Lorsque les premiers référenceurs black-hat ont commencé à utiliser le content-spinning, ils ne faisaient pas dans la qualité. Il suffit de se rappeler des splogs et des bouillies de texte produites à l’époque, n’est-ce pas, Rudy 😉 . Mais à ce moment-là, Google était complètement dépassé et ça fonctionnait. Ça a fonctionné pendant des années. Aujourd’hui, et depuis quelques années déjà, ça ne fonctionne plus, Google a développé des filtres bien plus sophistiqués qui lui permettent de ne pas prendre en compte la bouillie de texte et pour aller encore plus loin dans la démarche, des milliers de personnes (les quality-raters) passent en revue des millions de sites tous les ans afin de filtrer ce que l’algorithme de Google a laissé passer. Google analyse d’ailleurs les actions de ces quality-raters afin d’améliorer son algorithme.

Comment le content-spinning s’est-il adapté aux progrès de Google ?

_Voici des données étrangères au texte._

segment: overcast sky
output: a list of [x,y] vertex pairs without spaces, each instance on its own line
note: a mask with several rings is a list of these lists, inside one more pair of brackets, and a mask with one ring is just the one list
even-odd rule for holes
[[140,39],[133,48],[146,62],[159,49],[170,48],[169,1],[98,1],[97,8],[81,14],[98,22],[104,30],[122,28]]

Dans tous les métiers, vous trouverez de bons artisans et de moins bons. Le content-spinning n’échappe pas à cette règle. Si vous conservez ce que cette technique a de meilleur dans son principe, si vous rassemblez des spécialistes des algorithmes, des mathématiciens, des statisticiens, d’excellents rédacteurs, des chercheurs en traitement automatique du langage et des développeurs, vous pouvez alors déboucher sur un niveau de service qui permet d’obtenir des résultats qui dépassent toutes les espérances. Les meilleurs prestataires en content-spinning sont aujourd’hui en mesure de produire des articles d’une qualité telle qu’ils peuvent être publiés sur des money-sites, avec des niveaux de similarité que l’on peut contrôler et filtrer.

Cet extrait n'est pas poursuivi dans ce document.